The safety of VLC was the driver of a wearable electroencephalogram (EEG) that researchers developed for long-term brain monitoring. Wearable EEGs can monitor brain-computer interfaces, fatigue, and emotional and mental states, but the RF wireless radiation posed long-term risks to the patient's brain. The Pukyong team avoided this hazard by integrating VLC into a wearable EEG device equipped with electrodes to gather brain activity data, and a microcontroller as an analog data filter and analog-to-digital converter. An LED transmitted the 2.4 kilobytes per second of data to a 30-hertz smartphone camera at distances up to 4 meters. The researchers are considering this to be an alternative to Bluetooth technology.

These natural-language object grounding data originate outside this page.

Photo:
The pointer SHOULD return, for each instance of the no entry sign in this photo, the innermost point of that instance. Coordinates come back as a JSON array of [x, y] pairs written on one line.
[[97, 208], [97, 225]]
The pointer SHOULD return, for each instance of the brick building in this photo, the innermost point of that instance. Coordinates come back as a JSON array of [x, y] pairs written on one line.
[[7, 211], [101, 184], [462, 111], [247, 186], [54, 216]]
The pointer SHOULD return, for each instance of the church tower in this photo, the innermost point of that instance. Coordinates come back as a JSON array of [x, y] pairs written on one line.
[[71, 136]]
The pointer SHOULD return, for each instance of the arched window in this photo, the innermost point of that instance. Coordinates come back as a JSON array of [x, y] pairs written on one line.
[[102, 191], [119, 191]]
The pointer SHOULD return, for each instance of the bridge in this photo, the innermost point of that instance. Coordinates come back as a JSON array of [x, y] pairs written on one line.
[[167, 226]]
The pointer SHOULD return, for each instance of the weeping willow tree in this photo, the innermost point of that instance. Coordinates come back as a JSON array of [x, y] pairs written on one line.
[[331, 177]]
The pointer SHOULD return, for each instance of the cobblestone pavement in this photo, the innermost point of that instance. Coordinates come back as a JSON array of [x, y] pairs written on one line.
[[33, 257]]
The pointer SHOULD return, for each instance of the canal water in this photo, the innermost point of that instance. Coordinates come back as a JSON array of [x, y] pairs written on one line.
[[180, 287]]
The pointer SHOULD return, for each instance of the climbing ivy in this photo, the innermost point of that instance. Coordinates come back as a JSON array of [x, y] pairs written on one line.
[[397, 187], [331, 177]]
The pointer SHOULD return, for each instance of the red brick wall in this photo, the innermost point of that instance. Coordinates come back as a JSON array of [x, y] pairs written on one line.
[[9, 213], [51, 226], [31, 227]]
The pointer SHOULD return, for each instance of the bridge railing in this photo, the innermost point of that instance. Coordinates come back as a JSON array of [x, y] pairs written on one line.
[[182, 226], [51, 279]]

Graduate Institute of Photonics and Optoelectronics, National Taiwan University

Taiwanese scientists have developed a violet laser diode as an alternative to the LEDs typically used in VLC systems for indoor lighting. The researchers refined the chemistry and adjusted the phosphor thickness of their violet laser’s diffuser plats to achieve a data rate capacity as high as 12 gigabits per second at distances over seven meters. If greater volumes of data could be transmitted by VLC systems, it would also make the technology more attractive to health care providers.

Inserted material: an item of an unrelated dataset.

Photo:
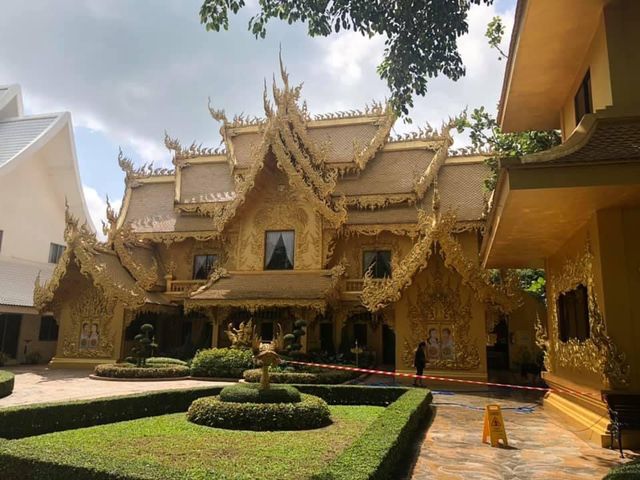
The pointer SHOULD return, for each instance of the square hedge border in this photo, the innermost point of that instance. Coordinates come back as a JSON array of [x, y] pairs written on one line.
[[377, 454]]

Moriya Research Laboratory, NTT Communication Science Laboratories, Kyoto, Japan

Wearable heart rate sensors can warn gym management if elderly members or others with cardiac conditions are nearing risky levels to prevent an attack. Similarly, heart monitors can alert child-care staff if sleeping infants are in danger. However, when large numbers of heart monitors are in use, such as during a gym class for senior citizens or a in day care center, the RF signals can interfere with each other and information on the user's position is difficult to obtain.

Japanese researchers have developed a VLC system that uses a video camera and an event timing encoding technique to monitor multiple heart rates. The LED on the wearable heart monitor flashes a signal corresponding to each heartbeat that is captured by the camera. The encoding feature records and analyzes the heartbeat to identify a risk and alert caregivers or first responders.

Europe Trains Next-Generation VLC Researchers

The European Commission also sees potential in VLC for health care and other applications. The executive body of the European Union has funded a VLC-based Interoperability and Networking (VisIoN) project with about $4.4 million from the Horizon Europe 2020 research and innovation program. Participating institutions, including Northumbria University in Newcastle upon Tyne, England, will train researchers in VLC to adapt the technology to a variety of applications to promote safety, security and energy efficiency. The project began in September 2017, with funding expected to take it through 2021.

The Road Ahead

Frost & Sullivan has projected that global VLC revenue will exhibit a stunning compound annual growth rate of 112.7% from the base year of 2016 through 2021 to exceed $53 billion.[1] Key target verticals for communications systems using visible light will be largely untapped areas including health care, automotive, discrete manufacturing and smart homes. More technological advances are needed to make VLC a practical alternative to RF wireless health care communication networks, but the successful prototypes being fine-tuned in Asia prove this is a viable area for research and development.

[1] Impact of Visible Light Communication (VLC) Technology.  Frost & Sullivan, 2017.